Her son, a promising academy product at Tigers, was involved in a car accident earlier this year that almost killed him, and left him paralysed from the chest down.
But Kerry is just “so grateful” that her son was with his family this year.
“Christmas,” she said, “was all about Taylor, and how precious life can be.”
Over six months ago, just as Leicester were about to resume training after COVID-19 suspended professional rugby, 20-year-old Taylor’s car hit a tree.
Having made his first senior appearance in a Premiership Cup game the year before, he had signed a new deal with his hometown club in February.
But, as he revealed on social media, the accident left him with “six broken ribs, a punctured lung, a fractured eye socket, shoulder, neck and back, and a broken jaw in four places.”
He also lost two pints of blood and was placed in a coma for 10 days. As he says himself, he was in a “bad way”.
“We were told that most people don’t come out of hospital nine months after an accident like that”, recalls Kerry. “He was out in three months.”
Taylor, described after the accident as a “warrior” by the head of Leicester’s academy Dave Wilks, has thrown himself into rehabilitation.
“The nurses, when he left, said he was good for other people in the unit to look up to, because of how hard he was working at his physio, and his desire to get better and keep spirits high”, says girlfriend Tilly Mantell, who Taylor has described as his “rock, my motivation to keep pushing myself to get better”.
The Matt Hampson Foundation, created by another former Leicester player paralysed as a young man, also helped with Taylor’s recovery.
They posted social media videos of Taylor working out at their facility near Melton Mowbray, and have set up calls with fellow clients who have been through similar experiences.
“He is progressing so much week on week,” said Tilly. “Sometimes I forget how far he has actually come.
“You look back at pictures and videos even a month ago. The difference is amazing.”
The response from Leicester Tigers fans, and across the rugby world, has been staggering. Nearly £50,000 was donated to Taylor’s family immediately after the incident.
“Taylor was receiving messages from people he had never met”, said Tilly.
“That support really kept him going. He was lying there in intensive care. All he had was his phone.
“We couldn’t be there but he could read all the messages of support.”
Taylor’s family now say his mind is firmly on the future. He wants an independent life back – and wants to start by getting a car.
“He said he wants to become the best he possibly can be,” says Tilly.

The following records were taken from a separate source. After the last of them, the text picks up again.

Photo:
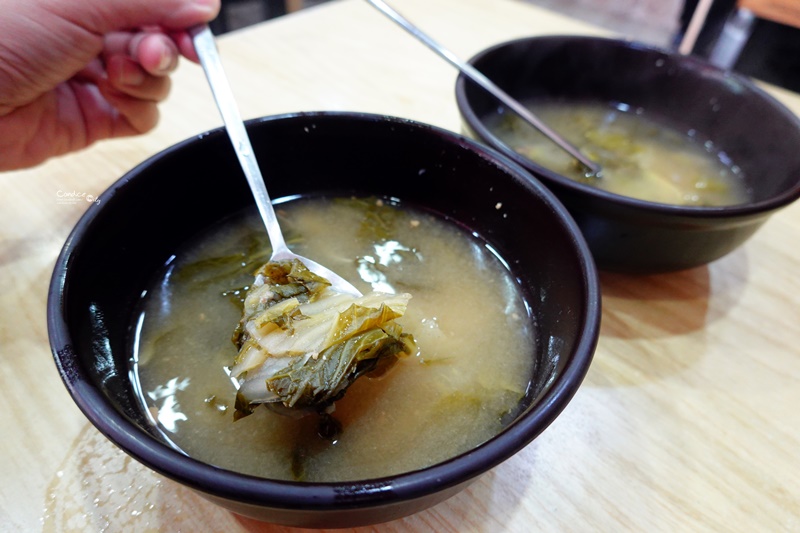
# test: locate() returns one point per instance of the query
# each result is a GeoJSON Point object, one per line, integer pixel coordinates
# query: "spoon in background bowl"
{"type": "Point", "coordinates": [206, 48]}
{"type": "Point", "coordinates": [591, 167]}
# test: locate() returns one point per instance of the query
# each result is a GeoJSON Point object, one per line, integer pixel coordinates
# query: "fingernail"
{"type": "Point", "coordinates": [209, 6]}
{"type": "Point", "coordinates": [167, 61]}
{"type": "Point", "coordinates": [131, 75]}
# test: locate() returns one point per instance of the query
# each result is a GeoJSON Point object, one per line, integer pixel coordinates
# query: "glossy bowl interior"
{"type": "Point", "coordinates": [142, 219]}
{"type": "Point", "coordinates": [754, 130]}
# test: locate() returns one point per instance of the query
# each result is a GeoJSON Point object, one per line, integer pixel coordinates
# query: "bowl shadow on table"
{"type": "Point", "coordinates": [676, 303]}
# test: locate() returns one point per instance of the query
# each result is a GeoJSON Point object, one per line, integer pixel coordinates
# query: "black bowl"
{"type": "Point", "coordinates": [625, 234]}
{"type": "Point", "coordinates": [143, 218]}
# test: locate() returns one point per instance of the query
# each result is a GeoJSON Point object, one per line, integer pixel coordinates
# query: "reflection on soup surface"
{"type": "Point", "coordinates": [639, 157]}
{"type": "Point", "coordinates": [469, 320]}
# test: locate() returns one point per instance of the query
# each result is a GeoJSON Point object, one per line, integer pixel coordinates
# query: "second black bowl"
{"type": "Point", "coordinates": [625, 234]}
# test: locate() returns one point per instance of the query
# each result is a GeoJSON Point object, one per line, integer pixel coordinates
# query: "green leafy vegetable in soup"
{"type": "Point", "coordinates": [302, 344]}
{"type": "Point", "coordinates": [640, 158]}
{"type": "Point", "coordinates": [461, 382]}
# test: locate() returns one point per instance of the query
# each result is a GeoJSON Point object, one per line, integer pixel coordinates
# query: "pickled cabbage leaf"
{"type": "Point", "coordinates": [301, 344]}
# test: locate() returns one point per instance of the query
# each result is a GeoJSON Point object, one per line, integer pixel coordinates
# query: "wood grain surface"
{"type": "Point", "coordinates": [688, 420]}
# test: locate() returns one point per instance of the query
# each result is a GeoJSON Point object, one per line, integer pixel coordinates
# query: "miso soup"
{"type": "Point", "coordinates": [471, 325]}
{"type": "Point", "coordinates": [640, 157]}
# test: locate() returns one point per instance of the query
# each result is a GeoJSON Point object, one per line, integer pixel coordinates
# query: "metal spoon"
{"type": "Point", "coordinates": [593, 169]}
{"type": "Point", "coordinates": [206, 48]}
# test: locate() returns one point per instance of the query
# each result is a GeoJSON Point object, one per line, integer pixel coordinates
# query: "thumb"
{"type": "Point", "coordinates": [103, 16]}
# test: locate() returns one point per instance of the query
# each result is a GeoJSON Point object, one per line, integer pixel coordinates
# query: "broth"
{"type": "Point", "coordinates": [640, 158]}
{"type": "Point", "coordinates": [470, 322]}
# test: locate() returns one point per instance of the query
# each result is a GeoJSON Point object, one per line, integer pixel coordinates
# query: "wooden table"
{"type": "Point", "coordinates": [688, 420]}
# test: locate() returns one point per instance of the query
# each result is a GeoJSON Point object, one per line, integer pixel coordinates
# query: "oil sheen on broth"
{"type": "Point", "coordinates": [640, 158]}
{"type": "Point", "coordinates": [472, 329]}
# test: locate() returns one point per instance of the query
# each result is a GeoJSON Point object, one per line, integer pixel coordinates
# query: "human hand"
{"type": "Point", "coordinates": [74, 72]}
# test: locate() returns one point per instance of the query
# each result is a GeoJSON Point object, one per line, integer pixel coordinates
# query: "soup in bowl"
{"type": "Point", "coordinates": [504, 313]}
{"type": "Point", "coordinates": [696, 158]}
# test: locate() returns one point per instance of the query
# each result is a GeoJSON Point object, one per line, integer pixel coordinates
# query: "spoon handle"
{"type": "Point", "coordinates": [476, 76]}
{"type": "Point", "coordinates": [206, 48]}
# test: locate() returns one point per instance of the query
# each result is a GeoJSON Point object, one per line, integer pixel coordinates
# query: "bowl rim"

“Anything he could possibly have done in his rugby career couldn’t come close to how proud he has made me, through all of this.”
But he was home for Christmas, free from Covid restrictions, to be with his family again to provide a happier end to what his mum understandably describes as an “absolutely awful” year.
“Make the most of the loved ones around you,” she said. “Because life can change overnight.
“Everybody has clubbed together to save Taylor’s life, and I cannot thank them enough for that.”